Бабушка, бедняжка, не спала, чтобы как следует пожелать дедушке «доброй ночи», но, прежде чем она успела сказать хоть слово, хитрец дедушка говорит:
— Глянь-ка, Елена, что я тебе несу!
Бабушка посветила… Милые вы мои, да ведь это щенок! Совсем крошечный, слепой и весь жёлтый, как орех без скорлупы.
— Гляди ты! — удивился дедушка. — Откуда ж ты такой, собачий сын, взялся?
Собачий сын, понятно, ничего на это не ответил; он дрожал, как осиновый листочек, и пищал прежалостно. Крысиный его хвостишко так и прыгал, и тут же — ах, чтоб тебя! — сделалась под ним на столе лужица и стала расти и расти…

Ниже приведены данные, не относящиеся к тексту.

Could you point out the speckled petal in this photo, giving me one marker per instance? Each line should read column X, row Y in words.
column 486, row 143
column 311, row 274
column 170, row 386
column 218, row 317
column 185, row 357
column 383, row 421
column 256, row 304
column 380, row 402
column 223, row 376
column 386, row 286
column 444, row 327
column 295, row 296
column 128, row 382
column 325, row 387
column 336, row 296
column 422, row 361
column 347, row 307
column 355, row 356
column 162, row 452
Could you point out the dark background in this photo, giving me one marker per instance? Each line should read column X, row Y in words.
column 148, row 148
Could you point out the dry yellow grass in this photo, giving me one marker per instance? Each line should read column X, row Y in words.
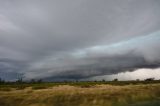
column 65, row 95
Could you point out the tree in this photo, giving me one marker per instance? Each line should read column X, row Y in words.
column 20, row 77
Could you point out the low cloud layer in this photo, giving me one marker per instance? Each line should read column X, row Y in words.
column 78, row 39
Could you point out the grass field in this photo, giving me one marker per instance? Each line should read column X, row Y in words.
column 120, row 93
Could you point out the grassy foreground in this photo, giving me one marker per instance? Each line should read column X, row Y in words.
column 71, row 95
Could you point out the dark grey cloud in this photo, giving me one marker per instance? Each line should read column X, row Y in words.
column 78, row 38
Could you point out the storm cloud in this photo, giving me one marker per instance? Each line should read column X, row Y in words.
column 78, row 39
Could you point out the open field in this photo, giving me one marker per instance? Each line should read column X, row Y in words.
column 81, row 94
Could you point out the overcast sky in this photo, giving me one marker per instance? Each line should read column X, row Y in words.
column 78, row 39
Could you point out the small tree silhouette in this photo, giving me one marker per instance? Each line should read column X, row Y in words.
column 20, row 77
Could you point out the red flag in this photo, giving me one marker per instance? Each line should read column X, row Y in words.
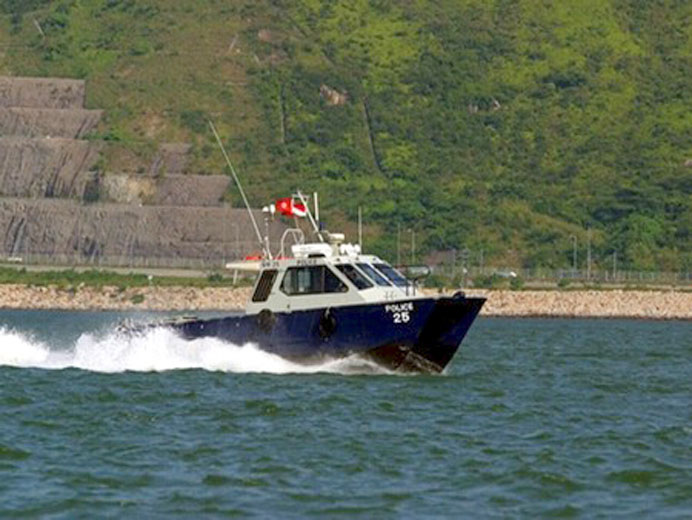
column 287, row 207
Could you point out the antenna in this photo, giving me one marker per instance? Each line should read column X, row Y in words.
column 360, row 227
column 262, row 242
column 315, row 227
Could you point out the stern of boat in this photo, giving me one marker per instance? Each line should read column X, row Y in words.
column 438, row 341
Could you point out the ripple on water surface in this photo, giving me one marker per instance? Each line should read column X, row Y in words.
column 534, row 418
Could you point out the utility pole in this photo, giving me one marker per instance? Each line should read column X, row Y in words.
column 615, row 265
column 413, row 246
column 360, row 227
column 588, row 253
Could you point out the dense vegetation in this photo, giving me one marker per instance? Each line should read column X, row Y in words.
column 513, row 129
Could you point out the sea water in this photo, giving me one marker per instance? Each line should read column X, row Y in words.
column 533, row 418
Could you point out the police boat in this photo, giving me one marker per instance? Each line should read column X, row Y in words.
column 331, row 301
column 326, row 299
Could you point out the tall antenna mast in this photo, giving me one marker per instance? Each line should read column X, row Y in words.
column 315, row 227
column 262, row 242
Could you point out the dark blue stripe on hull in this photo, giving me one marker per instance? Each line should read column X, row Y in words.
column 428, row 328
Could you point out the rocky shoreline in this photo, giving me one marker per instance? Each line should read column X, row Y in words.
column 664, row 305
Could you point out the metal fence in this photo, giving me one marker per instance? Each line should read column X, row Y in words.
column 467, row 276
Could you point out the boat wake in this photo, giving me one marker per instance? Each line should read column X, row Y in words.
column 158, row 350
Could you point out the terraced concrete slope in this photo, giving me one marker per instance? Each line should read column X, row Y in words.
column 48, row 171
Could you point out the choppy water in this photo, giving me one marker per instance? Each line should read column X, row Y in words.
column 533, row 418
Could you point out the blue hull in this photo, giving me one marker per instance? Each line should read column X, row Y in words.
column 417, row 335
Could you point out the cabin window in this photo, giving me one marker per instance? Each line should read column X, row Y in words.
column 311, row 280
column 393, row 275
column 264, row 286
column 355, row 276
column 374, row 275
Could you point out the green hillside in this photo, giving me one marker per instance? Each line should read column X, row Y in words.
column 506, row 127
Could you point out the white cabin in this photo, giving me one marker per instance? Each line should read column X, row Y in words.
column 325, row 275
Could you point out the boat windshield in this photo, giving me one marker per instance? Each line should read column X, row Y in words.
column 394, row 275
column 374, row 275
column 356, row 277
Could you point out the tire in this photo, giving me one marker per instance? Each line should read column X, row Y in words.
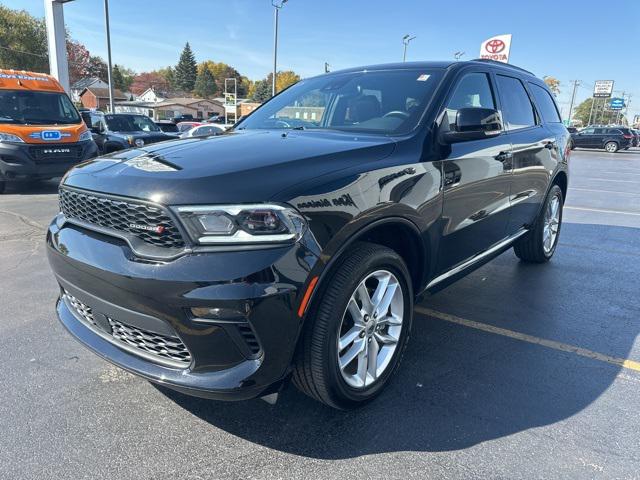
column 611, row 147
column 321, row 369
column 531, row 248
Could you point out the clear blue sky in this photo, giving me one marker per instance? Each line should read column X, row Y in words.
column 567, row 39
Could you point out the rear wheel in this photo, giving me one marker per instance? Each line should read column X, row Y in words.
column 611, row 147
column 358, row 329
column 539, row 245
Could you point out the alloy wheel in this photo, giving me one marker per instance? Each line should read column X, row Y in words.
column 370, row 330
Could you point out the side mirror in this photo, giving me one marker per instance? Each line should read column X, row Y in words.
column 474, row 124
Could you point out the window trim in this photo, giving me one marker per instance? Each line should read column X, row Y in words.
column 553, row 102
column 536, row 116
column 456, row 82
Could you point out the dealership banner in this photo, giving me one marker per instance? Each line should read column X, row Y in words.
column 603, row 88
column 496, row 48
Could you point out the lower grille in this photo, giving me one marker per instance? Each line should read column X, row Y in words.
column 144, row 342
column 55, row 153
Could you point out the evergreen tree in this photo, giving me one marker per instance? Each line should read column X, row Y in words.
column 205, row 85
column 186, row 70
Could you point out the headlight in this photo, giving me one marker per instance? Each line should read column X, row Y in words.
column 8, row 137
column 242, row 224
column 85, row 136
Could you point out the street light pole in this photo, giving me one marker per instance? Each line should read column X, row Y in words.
column 276, row 9
column 405, row 40
column 573, row 99
column 109, row 72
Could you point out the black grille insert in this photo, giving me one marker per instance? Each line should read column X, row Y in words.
column 145, row 342
column 147, row 222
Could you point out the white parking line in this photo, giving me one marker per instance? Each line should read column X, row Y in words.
column 601, row 191
column 602, row 210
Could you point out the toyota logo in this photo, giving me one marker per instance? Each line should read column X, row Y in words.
column 494, row 46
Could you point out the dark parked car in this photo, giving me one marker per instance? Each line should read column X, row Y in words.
column 611, row 139
column 294, row 245
column 118, row 131
column 167, row 126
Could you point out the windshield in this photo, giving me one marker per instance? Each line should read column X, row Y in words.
column 381, row 101
column 37, row 108
column 130, row 123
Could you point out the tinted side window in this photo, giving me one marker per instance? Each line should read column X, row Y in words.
column 546, row 105
column 516, row 109
column 473, row 91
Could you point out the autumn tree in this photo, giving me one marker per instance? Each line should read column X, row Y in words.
column 205, row 86
column 122, row 77
column 146, row 80
column 286, row 79
column 553, row 84
column 186, row 70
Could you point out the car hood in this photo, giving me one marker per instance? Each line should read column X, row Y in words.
column 251, row 166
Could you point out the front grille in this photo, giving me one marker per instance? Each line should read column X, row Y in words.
column 149, row 223
column 55, row 153
column 143, row 341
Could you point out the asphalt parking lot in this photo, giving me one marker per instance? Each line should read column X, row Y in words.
column 517, row 371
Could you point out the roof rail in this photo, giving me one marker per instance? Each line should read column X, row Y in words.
column 495, row 62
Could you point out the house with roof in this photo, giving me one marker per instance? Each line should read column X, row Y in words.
column 98, row 98
column 80, row 85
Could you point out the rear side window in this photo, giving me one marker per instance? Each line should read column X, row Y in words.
column 473, row 91
column 546, row 105
column 517, row 109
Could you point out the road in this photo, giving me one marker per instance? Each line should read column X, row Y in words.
column 517, row 371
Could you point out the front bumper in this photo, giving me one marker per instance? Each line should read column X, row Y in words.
column 255, row 292
column 23, row 161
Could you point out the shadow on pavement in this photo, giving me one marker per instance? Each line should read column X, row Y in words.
column 458, row 387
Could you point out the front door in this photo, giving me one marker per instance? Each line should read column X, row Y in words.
column 477, row 179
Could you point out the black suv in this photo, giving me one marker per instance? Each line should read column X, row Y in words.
column 294, row 245
column 119, row 131
column 611, row 139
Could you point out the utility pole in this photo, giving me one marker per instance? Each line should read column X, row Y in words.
column 109, row 72
column 405, row 40
column 573, row 99
column 276, row 9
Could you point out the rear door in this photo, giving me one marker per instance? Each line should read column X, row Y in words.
column 534, row 148
column 477, row 178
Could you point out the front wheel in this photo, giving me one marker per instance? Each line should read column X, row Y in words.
column 357, row 330
column 539, row 245
column 611, row 147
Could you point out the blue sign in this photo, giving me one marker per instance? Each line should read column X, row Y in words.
column 616, row 103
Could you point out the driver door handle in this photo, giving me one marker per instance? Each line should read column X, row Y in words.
column 504, row 156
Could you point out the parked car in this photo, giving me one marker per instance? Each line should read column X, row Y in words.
column 167, row 126
column 294, row 248
column 186, row 126
column 183, row 118
column 117, row 131
column 610, row 139
column 202, row 131
column 42, row 134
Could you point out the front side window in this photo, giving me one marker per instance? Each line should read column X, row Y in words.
column 545, row 103
column 517, row 109
column 37, row 108
column 473, row 91
column 378, row 101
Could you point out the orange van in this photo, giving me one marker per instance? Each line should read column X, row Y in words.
column 42, row 134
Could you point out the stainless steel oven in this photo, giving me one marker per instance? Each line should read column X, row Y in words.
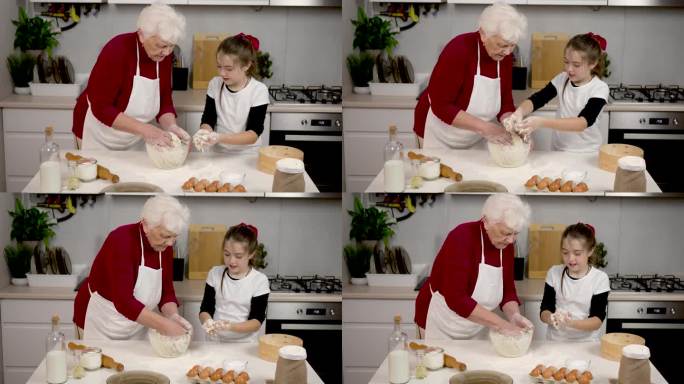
column 660, row 135
column 661, row 323
column 319, row 136
column 319, row 325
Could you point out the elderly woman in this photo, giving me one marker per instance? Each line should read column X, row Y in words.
column 473, row 274
column 470, row 85
column 130, row 85
column 132, row 276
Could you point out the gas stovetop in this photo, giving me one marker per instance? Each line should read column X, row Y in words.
column 297, row 94
column 636, row 93
column 646, row 283
column 305, row 284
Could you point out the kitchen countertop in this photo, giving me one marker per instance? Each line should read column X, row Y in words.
column 476, row 164
column 191, row 100
column 135, row 166
column 186, row 290
column 527, row 290
column 138, row 355
column 480, row 355
column 353, row 100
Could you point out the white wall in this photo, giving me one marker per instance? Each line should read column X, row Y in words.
column 304, row 43
column 301, row 235
column 641, row 40
column 642, row 235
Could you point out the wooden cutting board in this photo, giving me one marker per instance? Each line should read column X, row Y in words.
column 205, row 249
column 548, row 50
column 204, row 57
column 544, row 248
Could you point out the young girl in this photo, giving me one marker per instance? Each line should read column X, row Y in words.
column 235, row 295
column 582, row 96
column 575, row 294
column 236, row 102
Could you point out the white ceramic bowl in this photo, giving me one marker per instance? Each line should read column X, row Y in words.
column 168, row 346
column 511, row 346
column 168, row 157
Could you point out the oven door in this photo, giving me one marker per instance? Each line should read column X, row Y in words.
column 660, row 336
column 322, row 341
column 322, row 155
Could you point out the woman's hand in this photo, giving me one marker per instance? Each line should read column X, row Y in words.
column 156, row 136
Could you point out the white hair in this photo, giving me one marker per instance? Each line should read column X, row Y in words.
column 508, row 209
column 166, row 211
column 161, row 20
column 503, row 20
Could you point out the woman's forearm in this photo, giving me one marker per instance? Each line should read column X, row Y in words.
column 242, row 138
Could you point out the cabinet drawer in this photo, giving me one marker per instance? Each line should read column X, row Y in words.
column 22, row 151
column 378, row 120
column 377, row 311
column 36, row 311
column 365, row 345
column 365, row 152
column 23, row 345
column 35, row 120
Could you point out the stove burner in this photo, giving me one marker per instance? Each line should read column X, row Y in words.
column 306, row 284
column 646, row 283
column 306, row 95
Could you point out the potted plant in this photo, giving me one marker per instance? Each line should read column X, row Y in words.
column 358, row 257
column 373, row 33
column 20, row 66
column 18, row 259
column 360, row 67
column 260, row 256
column 34, row 34
column 30, row 225
column 369, row 225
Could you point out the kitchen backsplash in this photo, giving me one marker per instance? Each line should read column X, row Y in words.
column 640, row 39
column 641, row 235
column 303, row 42
column 302, row 236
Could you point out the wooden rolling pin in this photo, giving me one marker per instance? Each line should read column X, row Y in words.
column 107, row 361
column 102, row 172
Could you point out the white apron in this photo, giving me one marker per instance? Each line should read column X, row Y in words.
column 443, row 323
column 143, row 105
column 485, row 103
column 103, row 321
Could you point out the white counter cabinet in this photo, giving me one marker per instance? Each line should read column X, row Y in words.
column 25, row 326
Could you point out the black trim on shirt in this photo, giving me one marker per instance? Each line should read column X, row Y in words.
column 543, row 96
column 208, row 300
column 592, row 110
column 257, row 308
column 209, row 115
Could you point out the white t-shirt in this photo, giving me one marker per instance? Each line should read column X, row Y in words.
column 233, row 299
column 571, row 103
column 232, row 109
column 575, row 298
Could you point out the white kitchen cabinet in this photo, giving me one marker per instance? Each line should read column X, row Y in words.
column 25, row 325
column 365, row 135
column 366, row 326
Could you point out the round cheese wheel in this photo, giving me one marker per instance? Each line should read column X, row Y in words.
column 612, row 343
column 270, row 344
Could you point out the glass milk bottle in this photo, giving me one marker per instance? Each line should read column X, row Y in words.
column 398, row 358
column 55, row 360
column 50, row 174
column 394, row 163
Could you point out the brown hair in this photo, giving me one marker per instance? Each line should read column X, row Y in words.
column 590, row 50
column 241, row 233
column 580, row 231
column 240, row 47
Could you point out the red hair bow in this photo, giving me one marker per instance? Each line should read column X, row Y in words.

— Карел, Карел, — укоризненно покачала головой бабушка, — где твоя голова? Ведь щеночек этот погибнет без матери!
Дедушка очень испугался.
— Живо, Елена, — сказал он, — подогрей молока и принеси булочки.
Бабушка всё принесла, дедушка намочил кусочек хлеба в молоке, обмотал краем платка, и получилась отличная соска. Вскоре щенок так насосался, что у него живот стал как барабан.
— Карел, Карел, — опять покачала бабушка головой, — где твоя голова? Куда ты этого щенка денешь? Ведь он замёрзнет!
Но это же был дедушка, с ним не поспоришь! Он забрал щенка и прямиком с ним в конюшню. Ох, господи, до чего же там было тепло — Ферда и Жанка надышали!
Оба коня уже спали, но, когда вошёл хозяин, подняли головы и оглядели его умными, добрыми глазами.